The popularity of tooth whitening has led to a variety of bleaching methods from which to choose. The demand for single-visit whitening treatment for patients who expect rapid results continues to be high. In the current case, improved whitening of 12 shade guide units was achieving as a result of a single in-office treatment using 25% hydrogen peroxide with a multi-intensity blue LED whitening lamp.

References

1. Barghi N. Making a clinical decision for vital tooth bleaching: at-home or in-office? Compend Contin Educ Dent. 1998;19(8):831-8.

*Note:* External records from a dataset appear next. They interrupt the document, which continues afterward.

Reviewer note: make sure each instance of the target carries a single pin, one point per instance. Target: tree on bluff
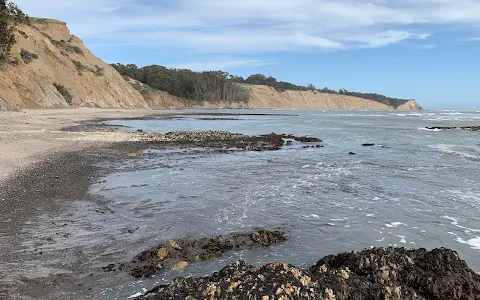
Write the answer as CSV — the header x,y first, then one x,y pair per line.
x,y
10,16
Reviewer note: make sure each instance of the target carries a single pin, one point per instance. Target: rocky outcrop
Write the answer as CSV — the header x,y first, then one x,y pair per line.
x,y
410,105
50,68
267,97
371,274
178,254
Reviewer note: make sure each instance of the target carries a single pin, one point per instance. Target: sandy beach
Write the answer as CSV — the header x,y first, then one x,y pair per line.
x,y
29,136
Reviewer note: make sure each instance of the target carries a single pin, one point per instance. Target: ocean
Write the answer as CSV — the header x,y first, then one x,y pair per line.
x,y
415,188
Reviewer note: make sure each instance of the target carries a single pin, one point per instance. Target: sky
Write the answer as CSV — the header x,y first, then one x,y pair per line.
x,y
423,49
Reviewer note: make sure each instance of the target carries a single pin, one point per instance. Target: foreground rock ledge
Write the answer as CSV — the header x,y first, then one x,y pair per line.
x,y
392,273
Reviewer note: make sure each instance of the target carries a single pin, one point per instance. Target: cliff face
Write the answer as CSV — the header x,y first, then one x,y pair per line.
x,y
50,68
46,54
267,97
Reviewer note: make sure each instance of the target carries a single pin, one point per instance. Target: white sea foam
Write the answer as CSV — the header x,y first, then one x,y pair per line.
x,y
473,243
428,129
395,224
454,221
453,149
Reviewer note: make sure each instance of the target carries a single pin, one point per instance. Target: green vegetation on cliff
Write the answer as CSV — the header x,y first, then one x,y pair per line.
x,y
221,86
211,86
10,15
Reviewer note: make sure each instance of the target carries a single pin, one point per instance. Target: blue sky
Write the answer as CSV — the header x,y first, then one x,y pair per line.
x,y
423,49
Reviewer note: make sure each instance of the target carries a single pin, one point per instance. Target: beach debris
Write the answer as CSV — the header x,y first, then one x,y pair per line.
x,y
196,250
395,274
180,266
162,253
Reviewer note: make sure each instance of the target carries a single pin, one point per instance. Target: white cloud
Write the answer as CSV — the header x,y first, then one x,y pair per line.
x,y
224,65
426,47
254,26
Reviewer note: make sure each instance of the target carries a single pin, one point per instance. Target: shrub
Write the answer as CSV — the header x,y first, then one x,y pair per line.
x,y
22,33
64,92
15,61
10,16
79,66
63,45
99,71
28,57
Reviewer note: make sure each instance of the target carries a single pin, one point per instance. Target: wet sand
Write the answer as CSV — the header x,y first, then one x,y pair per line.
x,y
29,136
48,251
42,169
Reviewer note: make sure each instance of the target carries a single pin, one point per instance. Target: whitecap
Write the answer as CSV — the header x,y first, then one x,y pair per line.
x,y
428,129
454,222
473,243
136,295
395,224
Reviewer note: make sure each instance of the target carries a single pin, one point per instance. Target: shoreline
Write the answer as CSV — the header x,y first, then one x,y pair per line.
x,y
47,183
51,179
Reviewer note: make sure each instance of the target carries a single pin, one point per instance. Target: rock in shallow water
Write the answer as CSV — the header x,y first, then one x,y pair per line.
x,y
393,273
175,253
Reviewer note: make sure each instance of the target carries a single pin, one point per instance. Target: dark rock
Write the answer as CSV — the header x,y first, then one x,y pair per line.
x,y
169,254
392,273
302,139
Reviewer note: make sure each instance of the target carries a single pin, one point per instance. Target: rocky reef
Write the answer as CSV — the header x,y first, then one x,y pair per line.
x,y
225,139
178,254
391,273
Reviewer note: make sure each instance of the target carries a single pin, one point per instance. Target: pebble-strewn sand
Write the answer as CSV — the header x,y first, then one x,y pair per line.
x,y
30,135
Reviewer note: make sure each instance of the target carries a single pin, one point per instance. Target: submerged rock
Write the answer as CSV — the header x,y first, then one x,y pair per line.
x,y
392,273
468,128
177,254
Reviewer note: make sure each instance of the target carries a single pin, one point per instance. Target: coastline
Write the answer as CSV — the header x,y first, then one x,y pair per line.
x,y
29,136
57,174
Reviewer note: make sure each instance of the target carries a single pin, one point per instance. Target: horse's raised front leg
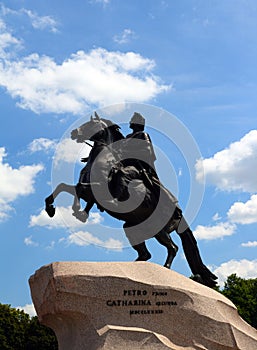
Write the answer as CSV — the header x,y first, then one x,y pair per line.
x,y
82,215
164,238
62,187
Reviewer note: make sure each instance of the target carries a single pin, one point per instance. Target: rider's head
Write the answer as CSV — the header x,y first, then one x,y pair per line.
x,y
137,122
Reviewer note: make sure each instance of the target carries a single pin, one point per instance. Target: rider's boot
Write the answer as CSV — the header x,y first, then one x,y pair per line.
x,y
164,238
143,252
49,208
194,259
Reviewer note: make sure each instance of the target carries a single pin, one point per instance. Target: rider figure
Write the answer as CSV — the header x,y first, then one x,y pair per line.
x,y
140,154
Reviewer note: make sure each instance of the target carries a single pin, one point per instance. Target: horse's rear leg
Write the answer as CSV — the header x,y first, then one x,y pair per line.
x,y
164,238
201,273
143,252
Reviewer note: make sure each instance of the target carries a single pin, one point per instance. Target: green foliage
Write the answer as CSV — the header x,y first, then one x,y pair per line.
x,y
243,293
20,332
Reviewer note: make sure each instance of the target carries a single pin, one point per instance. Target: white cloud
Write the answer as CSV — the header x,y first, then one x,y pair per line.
x,y
98,77
42,144
124,37
28,309
233,168
83,238
63,219
249,244
70,151
41,22
213,232
37,21
28,241
15,182
243,268
216,217
244,213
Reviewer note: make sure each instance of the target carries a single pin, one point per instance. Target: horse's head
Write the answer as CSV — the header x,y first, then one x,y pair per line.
x,y
96,129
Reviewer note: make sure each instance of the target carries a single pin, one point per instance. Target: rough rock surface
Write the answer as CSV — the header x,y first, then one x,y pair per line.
x,y
137,305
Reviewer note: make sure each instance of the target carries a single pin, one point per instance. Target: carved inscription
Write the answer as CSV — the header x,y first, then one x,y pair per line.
x,y
143,302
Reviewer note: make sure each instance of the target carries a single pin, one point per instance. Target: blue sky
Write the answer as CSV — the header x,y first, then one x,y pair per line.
x,y
187,64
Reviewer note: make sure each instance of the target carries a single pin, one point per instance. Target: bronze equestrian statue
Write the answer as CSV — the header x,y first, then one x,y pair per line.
x,y
120,178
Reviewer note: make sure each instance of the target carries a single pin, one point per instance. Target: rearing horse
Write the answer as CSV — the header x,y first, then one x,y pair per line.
x,y
147,210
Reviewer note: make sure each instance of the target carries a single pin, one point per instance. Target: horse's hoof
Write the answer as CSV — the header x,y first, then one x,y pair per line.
x,y
81,215
144,257
50,209
49,200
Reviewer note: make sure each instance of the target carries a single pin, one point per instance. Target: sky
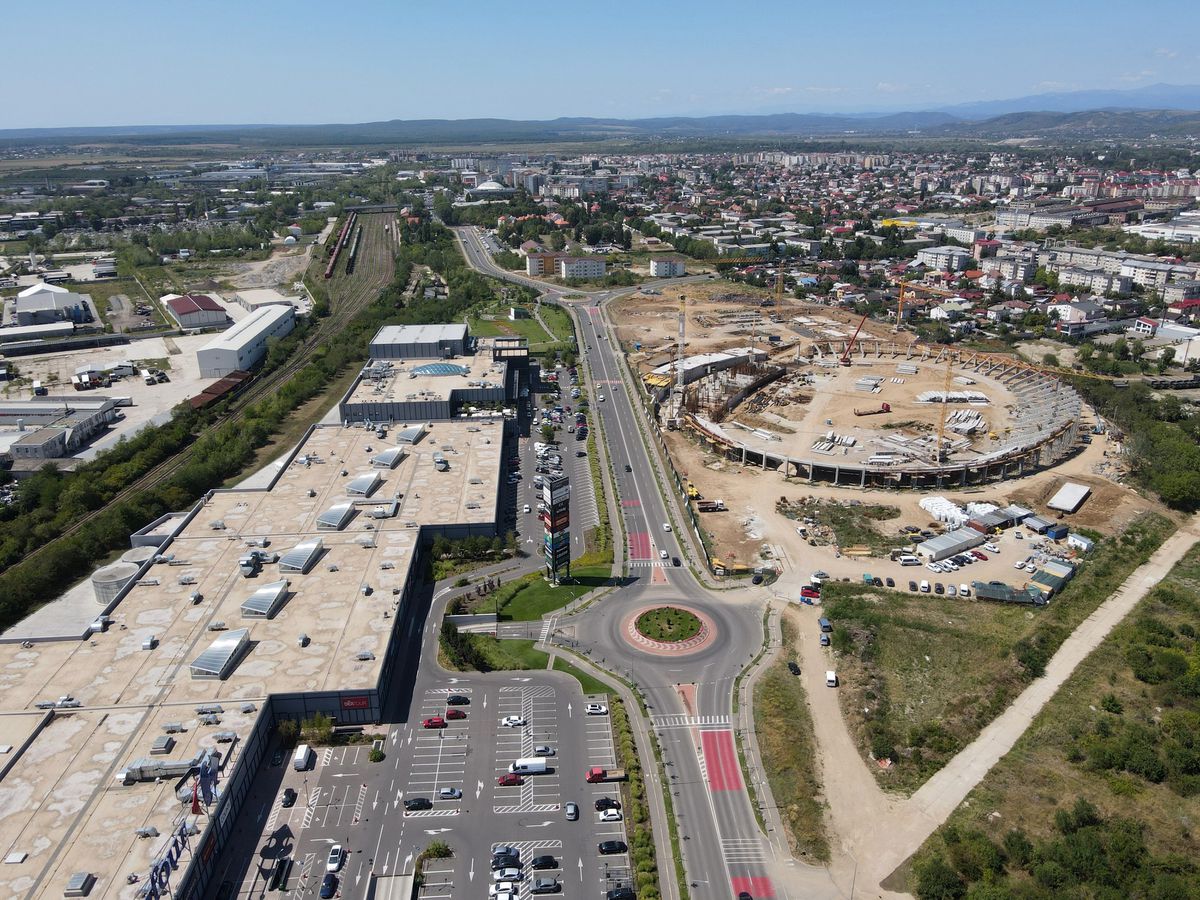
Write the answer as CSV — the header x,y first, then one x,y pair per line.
x,y
77,63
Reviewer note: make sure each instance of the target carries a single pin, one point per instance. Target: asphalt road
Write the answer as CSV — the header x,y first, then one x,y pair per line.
x,y
690,696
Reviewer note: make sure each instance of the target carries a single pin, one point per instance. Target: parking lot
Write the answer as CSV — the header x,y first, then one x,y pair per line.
x,y
449,772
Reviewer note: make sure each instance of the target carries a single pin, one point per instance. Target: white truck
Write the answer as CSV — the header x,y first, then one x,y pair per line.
x,y
531,766
303,757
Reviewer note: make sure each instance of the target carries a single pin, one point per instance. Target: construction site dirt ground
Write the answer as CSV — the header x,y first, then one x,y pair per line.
x,y
753,533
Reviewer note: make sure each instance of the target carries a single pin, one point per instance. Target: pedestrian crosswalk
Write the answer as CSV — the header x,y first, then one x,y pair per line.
x,y
690,721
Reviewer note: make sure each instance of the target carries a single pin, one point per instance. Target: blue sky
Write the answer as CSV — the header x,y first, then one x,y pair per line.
x,y
126,63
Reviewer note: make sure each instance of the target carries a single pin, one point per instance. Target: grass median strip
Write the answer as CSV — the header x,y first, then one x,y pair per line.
x,y
784,730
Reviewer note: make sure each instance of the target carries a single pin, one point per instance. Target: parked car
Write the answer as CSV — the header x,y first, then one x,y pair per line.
x,y
334,862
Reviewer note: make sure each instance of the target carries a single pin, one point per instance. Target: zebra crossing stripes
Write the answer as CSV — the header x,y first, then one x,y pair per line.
x,y
690,721
743,850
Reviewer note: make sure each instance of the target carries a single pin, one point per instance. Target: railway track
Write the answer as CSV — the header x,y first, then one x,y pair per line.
x,y
347,299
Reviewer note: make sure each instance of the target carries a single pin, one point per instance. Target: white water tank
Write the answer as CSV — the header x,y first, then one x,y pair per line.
x,y
109,581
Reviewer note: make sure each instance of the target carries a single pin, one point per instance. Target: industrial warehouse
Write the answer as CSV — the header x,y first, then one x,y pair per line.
x,y
252,606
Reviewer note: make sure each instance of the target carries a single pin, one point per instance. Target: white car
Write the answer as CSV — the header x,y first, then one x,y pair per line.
x,y
335,858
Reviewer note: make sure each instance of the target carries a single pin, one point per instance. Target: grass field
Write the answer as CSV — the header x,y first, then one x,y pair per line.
x,y
533,597
924,673
789,754
589,684
1121,737
666,623
509,654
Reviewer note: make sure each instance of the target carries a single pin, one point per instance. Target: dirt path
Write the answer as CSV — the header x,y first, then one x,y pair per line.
x,y
874,832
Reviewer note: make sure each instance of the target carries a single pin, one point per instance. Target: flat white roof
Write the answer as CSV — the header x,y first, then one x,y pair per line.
x,y
1069,497
420,334
245,330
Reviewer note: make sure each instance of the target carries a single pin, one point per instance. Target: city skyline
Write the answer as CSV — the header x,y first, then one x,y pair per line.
x,y
253,66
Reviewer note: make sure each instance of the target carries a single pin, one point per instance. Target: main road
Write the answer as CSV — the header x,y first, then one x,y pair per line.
x,y
690,695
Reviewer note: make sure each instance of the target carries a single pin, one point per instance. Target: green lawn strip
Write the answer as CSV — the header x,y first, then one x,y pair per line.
x,y
588,683
1098,797
784,729
637,813
923,675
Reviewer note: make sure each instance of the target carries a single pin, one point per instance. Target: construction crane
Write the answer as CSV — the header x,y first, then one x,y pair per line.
x,y
845,357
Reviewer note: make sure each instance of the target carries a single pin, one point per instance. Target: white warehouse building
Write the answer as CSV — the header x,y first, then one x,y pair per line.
x,y
244,345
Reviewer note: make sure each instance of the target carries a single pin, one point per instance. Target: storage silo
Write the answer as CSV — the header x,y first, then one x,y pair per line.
x,y
109,581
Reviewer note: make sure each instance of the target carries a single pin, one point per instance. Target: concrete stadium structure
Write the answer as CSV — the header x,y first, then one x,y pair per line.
x,y
1042,427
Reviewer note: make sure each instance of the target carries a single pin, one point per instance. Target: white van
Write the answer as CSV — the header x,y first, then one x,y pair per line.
x,y
303,757
531,766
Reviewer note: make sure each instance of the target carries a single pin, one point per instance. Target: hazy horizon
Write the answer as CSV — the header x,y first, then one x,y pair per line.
x,y
306,66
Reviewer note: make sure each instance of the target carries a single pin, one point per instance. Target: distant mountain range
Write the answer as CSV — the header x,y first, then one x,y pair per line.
x,y
1163,109
1152,96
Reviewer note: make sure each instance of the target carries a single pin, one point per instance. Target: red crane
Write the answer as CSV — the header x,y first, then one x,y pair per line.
x,y
845,357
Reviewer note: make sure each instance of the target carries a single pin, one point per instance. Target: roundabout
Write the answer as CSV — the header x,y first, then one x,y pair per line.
x,y
669,629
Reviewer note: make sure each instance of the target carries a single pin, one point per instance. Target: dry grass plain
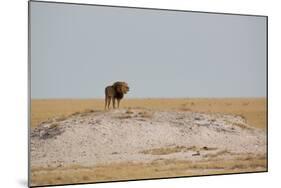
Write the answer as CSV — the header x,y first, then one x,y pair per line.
x,y
252,109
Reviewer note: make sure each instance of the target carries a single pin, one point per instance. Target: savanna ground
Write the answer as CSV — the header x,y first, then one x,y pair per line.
x,y
253,110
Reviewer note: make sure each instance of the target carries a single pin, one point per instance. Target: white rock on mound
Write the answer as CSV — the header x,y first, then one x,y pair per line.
x,y
124,135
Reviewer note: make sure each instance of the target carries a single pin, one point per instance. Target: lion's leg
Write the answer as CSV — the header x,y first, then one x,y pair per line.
x,y
118,102
105,103
108,102
113,101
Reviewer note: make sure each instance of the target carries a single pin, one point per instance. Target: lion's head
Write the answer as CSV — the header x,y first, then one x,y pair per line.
x,y
121,87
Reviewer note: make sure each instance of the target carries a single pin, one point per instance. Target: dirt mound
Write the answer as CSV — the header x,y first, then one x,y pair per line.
x,y
140,135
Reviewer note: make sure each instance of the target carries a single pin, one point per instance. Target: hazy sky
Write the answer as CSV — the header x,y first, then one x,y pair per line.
x,y
78,50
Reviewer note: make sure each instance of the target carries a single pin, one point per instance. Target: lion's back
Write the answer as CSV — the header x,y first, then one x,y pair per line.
x,y
109,91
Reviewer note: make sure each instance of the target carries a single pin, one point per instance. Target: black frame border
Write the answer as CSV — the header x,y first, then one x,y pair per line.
x,y
140,8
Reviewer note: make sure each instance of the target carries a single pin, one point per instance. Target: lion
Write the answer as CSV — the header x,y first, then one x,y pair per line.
x,y
115,91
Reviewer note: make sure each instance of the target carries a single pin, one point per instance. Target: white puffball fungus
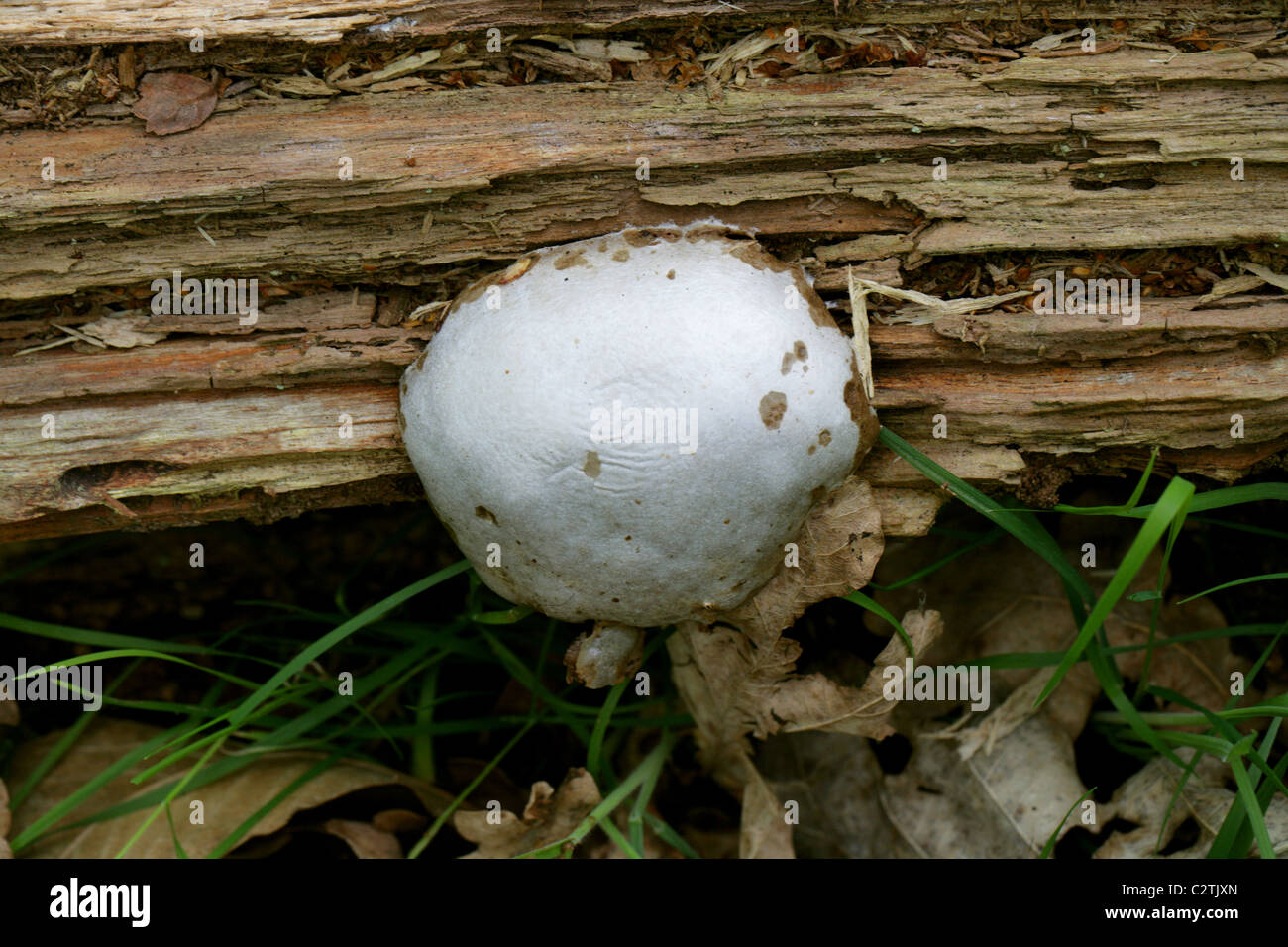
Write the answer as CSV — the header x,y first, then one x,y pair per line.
x,y
630,428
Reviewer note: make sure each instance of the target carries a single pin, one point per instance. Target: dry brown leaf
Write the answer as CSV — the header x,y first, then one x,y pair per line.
x,y
174,102
1003,599
552,814
815,702
833,779
226,801
765,831
838,551
1005,804
1142,800
398,821
365,839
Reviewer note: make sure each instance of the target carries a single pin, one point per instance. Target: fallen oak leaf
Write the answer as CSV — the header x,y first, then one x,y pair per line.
x,y
226,802
174,102
729,676
816,702
550,814
1144,799
364,839
1005,804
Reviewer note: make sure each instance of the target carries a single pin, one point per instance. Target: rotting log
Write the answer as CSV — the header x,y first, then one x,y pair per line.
x,y
1055,158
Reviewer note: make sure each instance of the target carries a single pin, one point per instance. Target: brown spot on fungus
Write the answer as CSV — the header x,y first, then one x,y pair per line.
x,y
639,237
574,258
773,406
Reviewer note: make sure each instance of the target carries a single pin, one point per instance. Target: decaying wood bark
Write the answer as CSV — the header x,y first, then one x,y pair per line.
x,y
205,419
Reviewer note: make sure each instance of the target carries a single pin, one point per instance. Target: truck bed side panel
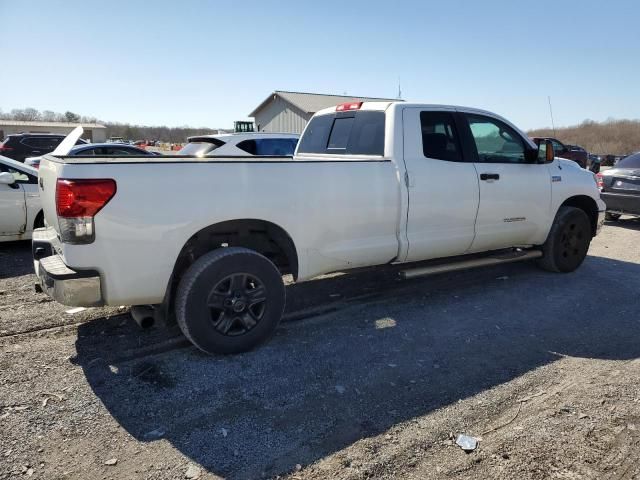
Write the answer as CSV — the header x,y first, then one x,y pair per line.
x,y
340,214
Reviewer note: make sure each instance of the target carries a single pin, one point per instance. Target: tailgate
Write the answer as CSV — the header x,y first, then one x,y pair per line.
x,y
47,179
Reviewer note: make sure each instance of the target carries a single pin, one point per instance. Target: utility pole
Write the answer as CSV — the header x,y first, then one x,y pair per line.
x,y
551,112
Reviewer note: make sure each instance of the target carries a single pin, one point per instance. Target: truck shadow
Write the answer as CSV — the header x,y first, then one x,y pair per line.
x,y
323,383
15,259
631,223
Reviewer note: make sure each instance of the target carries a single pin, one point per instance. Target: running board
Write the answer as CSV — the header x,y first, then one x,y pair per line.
x,y
510,257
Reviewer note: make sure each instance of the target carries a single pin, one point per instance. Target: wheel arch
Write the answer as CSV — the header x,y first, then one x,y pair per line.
x,y
586,204
262,236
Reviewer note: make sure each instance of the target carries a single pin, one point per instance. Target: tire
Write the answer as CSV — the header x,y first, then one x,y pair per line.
x,y
230,300
568,241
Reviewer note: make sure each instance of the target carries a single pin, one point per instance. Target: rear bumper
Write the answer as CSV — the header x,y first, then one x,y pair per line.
x,y
621,203
80,288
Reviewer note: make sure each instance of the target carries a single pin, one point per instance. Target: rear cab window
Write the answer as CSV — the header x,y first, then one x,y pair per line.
x,y
632,161
282,147
345,133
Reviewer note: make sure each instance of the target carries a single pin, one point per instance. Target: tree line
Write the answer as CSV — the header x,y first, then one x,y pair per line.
x,y
114,129
611,137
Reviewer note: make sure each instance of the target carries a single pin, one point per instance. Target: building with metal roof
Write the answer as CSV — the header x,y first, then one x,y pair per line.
x,y
94,132
289,112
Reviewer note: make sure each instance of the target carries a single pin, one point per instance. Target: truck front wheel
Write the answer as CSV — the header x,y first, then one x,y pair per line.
x,y
568,241
230,300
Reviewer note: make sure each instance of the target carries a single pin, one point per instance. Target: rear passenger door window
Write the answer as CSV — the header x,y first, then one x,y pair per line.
x,y
495,141
440,138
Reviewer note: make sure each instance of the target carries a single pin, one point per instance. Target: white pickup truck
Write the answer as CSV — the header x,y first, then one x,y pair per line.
x,y
209,239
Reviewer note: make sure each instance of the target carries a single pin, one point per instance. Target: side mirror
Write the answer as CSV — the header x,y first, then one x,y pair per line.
x,y
7,178
545,152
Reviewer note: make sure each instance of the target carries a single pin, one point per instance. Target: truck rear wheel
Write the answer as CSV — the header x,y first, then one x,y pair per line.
x,y
230,300
568,241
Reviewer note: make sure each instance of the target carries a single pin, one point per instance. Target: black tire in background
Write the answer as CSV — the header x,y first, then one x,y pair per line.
x,y
568,241
230,300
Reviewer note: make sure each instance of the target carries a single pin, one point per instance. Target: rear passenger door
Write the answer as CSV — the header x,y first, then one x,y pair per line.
x,y
515,196
442,185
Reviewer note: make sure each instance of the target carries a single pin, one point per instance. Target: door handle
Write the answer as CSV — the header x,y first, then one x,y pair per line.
x,y
489,176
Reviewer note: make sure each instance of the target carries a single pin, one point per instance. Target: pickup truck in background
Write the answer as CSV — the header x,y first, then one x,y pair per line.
x,y
208,240
570,152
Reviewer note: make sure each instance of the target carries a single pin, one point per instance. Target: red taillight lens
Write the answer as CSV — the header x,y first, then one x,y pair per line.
x,y
343,107
83,198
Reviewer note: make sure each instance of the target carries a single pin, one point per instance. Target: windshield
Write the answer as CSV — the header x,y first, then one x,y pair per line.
x,y
632,161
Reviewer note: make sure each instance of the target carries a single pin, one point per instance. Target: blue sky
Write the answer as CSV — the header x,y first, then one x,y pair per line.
x,y
207,63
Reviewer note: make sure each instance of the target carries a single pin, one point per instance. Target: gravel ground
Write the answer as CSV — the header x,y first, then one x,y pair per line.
x,y
368,377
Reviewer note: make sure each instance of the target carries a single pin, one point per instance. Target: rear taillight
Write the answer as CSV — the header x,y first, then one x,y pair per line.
x,y
77,202
599,181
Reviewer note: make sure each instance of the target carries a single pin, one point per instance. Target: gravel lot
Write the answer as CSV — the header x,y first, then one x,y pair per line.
x,y
368,377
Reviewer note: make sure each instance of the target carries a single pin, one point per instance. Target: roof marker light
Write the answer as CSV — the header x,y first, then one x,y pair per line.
x,y
343,107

2. Harlan AW. The removal of stains from teeth caused by administration of medical agents and the bleaching of pulpless tooth. Am J Dent Sci. 1884/1885;18:521-524.

3. Haywood VB, Heymann HO. Nightguard vital bleaching. Quintessence Int. 1989;20(3):173-176.

4. Charakorn P, Cabanilla LL, Wagner WC, et al. The effect of preoperative ibuprofen on tooth sensitivity caused by in-office bleaching. Oper Dent. 2009;34(2):131-135.

5. Bruzell EM, Johnsen B, Aalerud TN, et al. In vitro efficacy and risk for adverse effects of light-assisted tooth bleaching. Photochem Photobiol Sci. 2009;8(3):377-385.

6. Paravina RD, Johnston WM, Powers JM. New shade guide for evaluation of tooth whitening—colorimetric study. J Esthet Restor Dent. 2007;19(5):276-283.

7. American Dental Association. ADA program guidelines for dentist dispensed tooth bleaching products. Chicago, IL: American Dental Association; Forthcoming 2013.

8. Ontiveros JC, Eldiwany MS, Benson B. Time dependent influence of stain exposure following power bleaching. J Dent Res. 2008;87(Spec Iss B):1083.